Règle de base : sans clause expresse interdisant la location courte durée, vous êtes autorisé à louer sur Airbnb. La charge de la preuve appartient à celui qui allègue l'interdiction — pas à vous.
Comment vérifier votre règlement de copropriété
Le règlement de copropriété est le document fondateur de la vie collective de votre immeuble. Vous devez en posséder un exemplaire, remis lors de l'achat. Si vous ne le retrouvez pas, vous pouvez l'obtenir auprès :
- De votre syndic (demande écrite)
- Du notaire qui a rédigé l'acte d'achat
- Du service de la publicité foncière (accès en ligne sur cadastre.gouv.fr)
Une fois le document obtenu, cherchez ces termes : "location", "usage", "habituel", "bourgeois", "hôtelière", "commerciale", "touristique", "meublée", "saisonnier". Ce sont les mots clés des clauses restrictives.
Les clauses types qui interdisent ou limitent Airbnb
La clause d'usage bourgeois exclusif
C'est la clause restrictive la plus répandue dans les immeubles parisiens anciens. Elle réserve l'usage des parties privatives à un usage d'habitation "bourgeois", excluant toute activité commerciale ou para-commerciale.
Attention : la jurisprudence est divisée sur son application à la location meublée touristique. Certains tribunaux l'ont retenue comme interdisant Airbnb, d'autres non, selon les formulations précises.
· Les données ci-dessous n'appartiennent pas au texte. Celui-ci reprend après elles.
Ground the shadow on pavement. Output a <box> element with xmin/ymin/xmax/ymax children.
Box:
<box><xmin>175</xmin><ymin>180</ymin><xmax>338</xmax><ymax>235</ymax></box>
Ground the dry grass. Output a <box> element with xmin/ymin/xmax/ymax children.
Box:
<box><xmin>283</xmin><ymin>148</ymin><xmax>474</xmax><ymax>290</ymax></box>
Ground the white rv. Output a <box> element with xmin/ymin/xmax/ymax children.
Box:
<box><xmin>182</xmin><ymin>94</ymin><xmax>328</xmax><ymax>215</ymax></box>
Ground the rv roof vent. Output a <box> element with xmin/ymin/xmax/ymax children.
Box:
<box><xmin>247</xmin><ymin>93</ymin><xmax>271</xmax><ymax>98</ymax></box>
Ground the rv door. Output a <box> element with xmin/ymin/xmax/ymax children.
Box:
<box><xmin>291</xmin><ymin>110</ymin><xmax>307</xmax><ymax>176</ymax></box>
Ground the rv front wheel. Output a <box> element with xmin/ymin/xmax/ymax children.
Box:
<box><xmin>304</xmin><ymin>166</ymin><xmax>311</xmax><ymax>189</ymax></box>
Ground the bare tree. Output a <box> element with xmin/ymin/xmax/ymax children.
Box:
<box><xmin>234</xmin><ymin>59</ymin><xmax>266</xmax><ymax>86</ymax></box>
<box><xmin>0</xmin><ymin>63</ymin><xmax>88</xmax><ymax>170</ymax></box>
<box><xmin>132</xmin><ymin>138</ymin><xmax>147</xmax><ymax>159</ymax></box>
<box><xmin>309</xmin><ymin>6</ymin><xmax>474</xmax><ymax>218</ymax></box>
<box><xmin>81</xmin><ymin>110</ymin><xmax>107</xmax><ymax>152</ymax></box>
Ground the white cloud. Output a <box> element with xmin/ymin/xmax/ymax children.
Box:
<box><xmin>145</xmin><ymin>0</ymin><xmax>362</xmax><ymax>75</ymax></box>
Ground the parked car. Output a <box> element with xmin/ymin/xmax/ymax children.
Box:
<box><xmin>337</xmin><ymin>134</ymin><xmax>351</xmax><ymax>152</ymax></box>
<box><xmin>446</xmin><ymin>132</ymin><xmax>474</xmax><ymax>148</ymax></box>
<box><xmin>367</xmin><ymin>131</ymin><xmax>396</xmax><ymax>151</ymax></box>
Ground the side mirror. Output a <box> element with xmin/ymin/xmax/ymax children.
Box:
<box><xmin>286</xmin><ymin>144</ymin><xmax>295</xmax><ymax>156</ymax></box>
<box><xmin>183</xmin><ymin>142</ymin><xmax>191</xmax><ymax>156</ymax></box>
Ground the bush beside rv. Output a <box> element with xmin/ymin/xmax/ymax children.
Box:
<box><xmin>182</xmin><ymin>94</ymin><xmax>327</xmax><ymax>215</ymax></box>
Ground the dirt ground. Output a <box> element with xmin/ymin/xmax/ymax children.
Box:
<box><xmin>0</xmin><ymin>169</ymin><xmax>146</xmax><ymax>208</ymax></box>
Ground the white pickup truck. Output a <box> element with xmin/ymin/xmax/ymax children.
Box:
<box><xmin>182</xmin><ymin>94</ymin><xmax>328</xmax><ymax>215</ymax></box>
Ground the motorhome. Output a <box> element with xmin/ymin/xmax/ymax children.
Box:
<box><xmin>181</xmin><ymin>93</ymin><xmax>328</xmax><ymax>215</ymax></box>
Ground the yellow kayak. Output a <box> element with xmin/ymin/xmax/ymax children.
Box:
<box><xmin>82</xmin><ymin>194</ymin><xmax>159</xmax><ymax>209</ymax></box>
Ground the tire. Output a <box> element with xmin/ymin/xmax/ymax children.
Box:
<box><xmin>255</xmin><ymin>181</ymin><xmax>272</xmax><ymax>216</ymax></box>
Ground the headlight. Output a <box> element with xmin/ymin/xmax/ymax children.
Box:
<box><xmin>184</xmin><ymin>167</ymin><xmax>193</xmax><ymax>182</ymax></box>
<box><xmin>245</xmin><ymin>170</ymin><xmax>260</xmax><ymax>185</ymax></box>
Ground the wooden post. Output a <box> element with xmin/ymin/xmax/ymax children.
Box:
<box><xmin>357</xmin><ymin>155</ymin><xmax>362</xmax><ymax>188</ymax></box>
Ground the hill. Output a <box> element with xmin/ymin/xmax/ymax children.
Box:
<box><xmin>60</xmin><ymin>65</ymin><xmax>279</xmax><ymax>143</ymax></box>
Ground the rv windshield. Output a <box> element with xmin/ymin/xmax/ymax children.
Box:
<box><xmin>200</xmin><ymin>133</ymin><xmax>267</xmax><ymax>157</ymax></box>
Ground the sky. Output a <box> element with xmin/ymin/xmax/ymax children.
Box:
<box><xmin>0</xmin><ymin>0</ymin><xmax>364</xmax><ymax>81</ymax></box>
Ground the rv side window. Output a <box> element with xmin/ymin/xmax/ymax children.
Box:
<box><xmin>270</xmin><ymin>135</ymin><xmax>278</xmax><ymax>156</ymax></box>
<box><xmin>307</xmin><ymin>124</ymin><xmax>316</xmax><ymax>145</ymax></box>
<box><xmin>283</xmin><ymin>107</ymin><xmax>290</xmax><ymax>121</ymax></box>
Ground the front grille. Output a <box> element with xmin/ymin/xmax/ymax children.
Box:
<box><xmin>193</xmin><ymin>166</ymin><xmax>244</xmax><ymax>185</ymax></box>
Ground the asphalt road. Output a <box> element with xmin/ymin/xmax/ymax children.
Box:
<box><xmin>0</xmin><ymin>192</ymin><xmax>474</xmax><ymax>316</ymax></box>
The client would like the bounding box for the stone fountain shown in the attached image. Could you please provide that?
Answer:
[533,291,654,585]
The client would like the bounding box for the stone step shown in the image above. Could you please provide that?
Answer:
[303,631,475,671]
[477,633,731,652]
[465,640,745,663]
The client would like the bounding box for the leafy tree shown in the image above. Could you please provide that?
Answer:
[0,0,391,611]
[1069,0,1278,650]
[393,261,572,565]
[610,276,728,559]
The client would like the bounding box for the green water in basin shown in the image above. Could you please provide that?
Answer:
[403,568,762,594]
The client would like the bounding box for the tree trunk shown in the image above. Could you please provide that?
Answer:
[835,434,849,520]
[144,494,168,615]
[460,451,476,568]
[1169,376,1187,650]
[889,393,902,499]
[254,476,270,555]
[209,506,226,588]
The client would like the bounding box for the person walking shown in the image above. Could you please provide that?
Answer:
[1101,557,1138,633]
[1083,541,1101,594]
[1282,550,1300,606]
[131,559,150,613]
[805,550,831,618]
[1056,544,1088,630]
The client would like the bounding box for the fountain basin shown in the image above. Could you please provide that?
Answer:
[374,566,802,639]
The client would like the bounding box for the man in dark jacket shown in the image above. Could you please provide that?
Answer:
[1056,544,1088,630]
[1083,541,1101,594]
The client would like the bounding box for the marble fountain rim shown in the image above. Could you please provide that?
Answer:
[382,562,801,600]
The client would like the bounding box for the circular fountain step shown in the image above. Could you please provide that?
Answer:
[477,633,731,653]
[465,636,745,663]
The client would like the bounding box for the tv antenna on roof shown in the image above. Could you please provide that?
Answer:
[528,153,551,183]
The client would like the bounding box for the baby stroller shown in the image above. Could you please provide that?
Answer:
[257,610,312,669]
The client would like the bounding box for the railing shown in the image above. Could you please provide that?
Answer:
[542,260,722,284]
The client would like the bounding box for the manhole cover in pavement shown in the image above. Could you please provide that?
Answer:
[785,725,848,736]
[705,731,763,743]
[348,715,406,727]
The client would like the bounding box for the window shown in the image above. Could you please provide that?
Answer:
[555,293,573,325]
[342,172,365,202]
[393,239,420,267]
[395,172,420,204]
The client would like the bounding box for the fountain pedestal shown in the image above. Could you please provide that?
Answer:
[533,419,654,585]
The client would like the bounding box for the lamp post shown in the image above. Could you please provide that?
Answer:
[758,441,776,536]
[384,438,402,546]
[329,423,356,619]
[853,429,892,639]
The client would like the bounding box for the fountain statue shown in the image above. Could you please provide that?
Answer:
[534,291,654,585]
Si votre règlement contient cette clause, consultez un avocat avant de vous lancer.
La clause d'interdiction expresse de la LCD
De plus en plus de règlements récents (post-2015) contiennent des clauses rédigées spécifiquement pour interdire la location de courte durée, les "locations type Airbnb" ou les "locations meublées touristiques". Ces clauses sont opposables dès lors qu'elles ont été valablement adoptées. Pas de doute possible : si c'est écrit noir sur blanc, vous êtes bloqué.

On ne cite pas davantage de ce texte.